Face à ces défis importants, une analyse approfondie des besoins et des objectifs s’impose donc avant d’investir dans le développement d’une app mobile.
Pour aller plus loin, découvrez notre article la ruée vers l’IA des e-commerçants
🤔 Les questions à se poser avant de lancer une application mobile
Avant de se lancer dans le développement d’une application native, chaque e-commerçant doit se poser des questions clés pour évaluer la réelle valeur ajoutée de cet investissement.
Et ça commence par identifier les utilisateurs cibles : des clients fidèles qui bénéficieraient d’une expérience sur mesure, ou des visiteurs occasionnels pour lesquels l’app aurait peu de valeur ajoutée.

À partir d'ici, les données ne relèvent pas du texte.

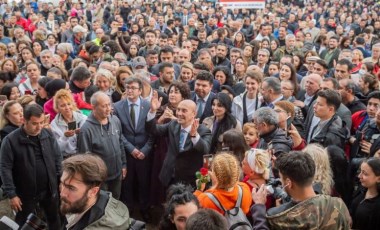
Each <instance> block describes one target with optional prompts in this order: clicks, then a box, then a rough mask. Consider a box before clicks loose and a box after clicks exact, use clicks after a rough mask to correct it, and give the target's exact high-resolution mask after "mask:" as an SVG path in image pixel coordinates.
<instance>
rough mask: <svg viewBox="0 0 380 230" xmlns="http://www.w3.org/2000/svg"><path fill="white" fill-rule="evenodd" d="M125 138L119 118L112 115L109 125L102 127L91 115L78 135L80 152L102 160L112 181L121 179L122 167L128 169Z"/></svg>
mask: <svg viewBox="0 0 380 230" xmlns="http://www.w3.org/2000/svg"><path fill="white" fill-rule="evenodd" d="M123 138H124V136H123V134H122V133H121V123H120V120H119V118H117V117H116V116H113V115H110V116H109V117H108V124H107V125H102V124H100V123H99V121H98V120H96V118H95V117H94V115H93V114H92V113H91V114H90V116H89V117H88V118H87V121H86V122H85V123H84V124H83V126H82V127H81V130H80V132H79V134H78V140H77V145H78V152H79V153H86V152H91V153H93V154H96V155H98V156H99V157H100V158H102V159H103V161H104V163H105V164H106V166H107V170H108V178H107V181H110V180H113V179H116V178H117V177H119V176H120V175H121V169H122V167H123V168H125V167H126V155H125V150H124V144H123Z"/></svg>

Céline Net, consultante Thiga et Product Owner chez Sephora, rappelle qu'“identifier le persona pour lequel on développe une app est primordial, car ce sont les clients les plus fidèles qui l’utiliseront.”
La fréquence d’usage attendue est clé : une app est adaptée aux achats fréquents, comme sur les marketplaces, mais pour des produits de faible récurrence, comme le luxe ou les articles saisonniers, un site mobile optimisé peut suffire. “Nos clients chez La Fourche font des commandes tous les mois, donc une app fait sens, précise Martin Le Guillou. Mais nous avons tous des apps qu'on a téléchargées une fois dans notre téléphone et qui ne nous servent à rien parce qu'il y a zéro motif de récurrence.”
Même pour des achats fréquents, une app native n’est pas toujours optimale. AliExpress a amélioré ses conversions sur iOS (+82 %) en remplaçant son app native par une Progressive Web App (PWA), offrant des performances supérieures, notamment en zones de faible connectivité. George.com a également adopté cette approche, avec une hausse de 31 % de son taux de conversion mobile..
Vous l’aurez compris, lancer une application mobile ne doit pas être une décision impulsive. "Une app, c’est beaucoup de travail pour rien si elle ne répond pas à un besoin clair", insiste Martin Le Guillou. L'expérience mobile doit être engageante et dépasser le cadre de l'application, notamment face aux usages en constante évolution. L'émergence de la génération Alpha et le questionnement de Céline Net, Product Owner chez Sephora - "l'application mobile restera-t-elle le canal d'achat privilégié ?" - renforcent ce constat. Alors que certaines marques adoptent des stratégies "app first", l'e-commerçant avisé privilégiera une expérience mobile cohérente et durable, adaptée à chaque audience, quel que soit son canal de prédilection.